Performance status, including the underlying status of organ function, also influences treatment outcome. This factor is of concern in the elderly but is less likely to affect adolescents and adults in their twenties. Among adults, the international IPI score, which incorporates performance status, is used for screening and prognosis.6 This score is not generally used in the management of NHL in children and adolescents.
The patient’s compliance with the treatment plan is another critical factor in treatment outcome. In the pediatric population, adolescents may be less likely than others to remain compliant.

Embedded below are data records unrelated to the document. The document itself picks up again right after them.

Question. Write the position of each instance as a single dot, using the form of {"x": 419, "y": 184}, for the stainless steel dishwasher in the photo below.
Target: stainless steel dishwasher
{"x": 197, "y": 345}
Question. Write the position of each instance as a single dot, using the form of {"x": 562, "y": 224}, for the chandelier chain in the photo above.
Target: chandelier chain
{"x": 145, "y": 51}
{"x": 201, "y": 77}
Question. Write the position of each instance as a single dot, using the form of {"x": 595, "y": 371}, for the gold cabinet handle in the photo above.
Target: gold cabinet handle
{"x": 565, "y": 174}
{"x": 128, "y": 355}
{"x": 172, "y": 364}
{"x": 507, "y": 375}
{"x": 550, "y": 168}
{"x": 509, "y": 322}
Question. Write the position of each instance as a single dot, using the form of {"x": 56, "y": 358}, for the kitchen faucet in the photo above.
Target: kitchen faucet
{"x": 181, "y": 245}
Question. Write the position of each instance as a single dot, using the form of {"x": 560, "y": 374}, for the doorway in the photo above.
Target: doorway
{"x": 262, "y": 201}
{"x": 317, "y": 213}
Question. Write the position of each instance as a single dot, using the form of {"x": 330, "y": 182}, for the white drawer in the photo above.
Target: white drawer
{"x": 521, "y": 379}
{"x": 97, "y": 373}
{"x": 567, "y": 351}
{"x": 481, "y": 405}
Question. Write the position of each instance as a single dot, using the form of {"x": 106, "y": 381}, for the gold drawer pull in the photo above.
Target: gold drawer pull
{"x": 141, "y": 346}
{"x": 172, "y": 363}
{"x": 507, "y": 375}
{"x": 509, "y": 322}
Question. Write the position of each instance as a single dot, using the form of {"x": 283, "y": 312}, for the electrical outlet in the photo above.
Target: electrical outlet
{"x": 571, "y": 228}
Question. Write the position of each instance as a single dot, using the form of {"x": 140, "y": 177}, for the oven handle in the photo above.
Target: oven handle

Lack of compliance is often difficult to document, although certain studies, such as the measurement of red blood cell 6TGN in the case of oral 6-mercaptopurine therapy, may give some indication.7 Compliance may be improved if rigorous adherence to protocol guidelines is emphasized and optimal supportive care is provided in the clinic and at home.
Among children and adolescents, gender is reported to be associated with age-related outcome for certain histologic subtypes of NHL. For example, a large Berlin-Frankfurt-Münster (BFM) study showed that among patients with T-lymphoblastic lymphoma and DLBCL, the outcome of female patients was significantly inferior, particularly among adolescents.3 The reasons for these differences have yet to be elucidated, although the potential role of pubertal changes has been suggested.
Outcome is influenced by age-related differences in the distribution of NHL histologic subtypes and by the selection of appropriate histology-directed treatment.2,8 Further complicating the picture, age-related biologic differences within specific histologic subtypes may also influence treatment results. It is therefore important to identify the relative proportion of histologic subtypes and associated biologic features within various age groups and to examine what treatment strategies have been reported to be the most effective for these groups. A common and somewhat controversial challenge centers on the selection of therapy for adolescents and young adults (ages 15 to 29 years) with NHL. The remainder of this review will focus on age-related differences in tumor histology, tumor biology, and treatment selection.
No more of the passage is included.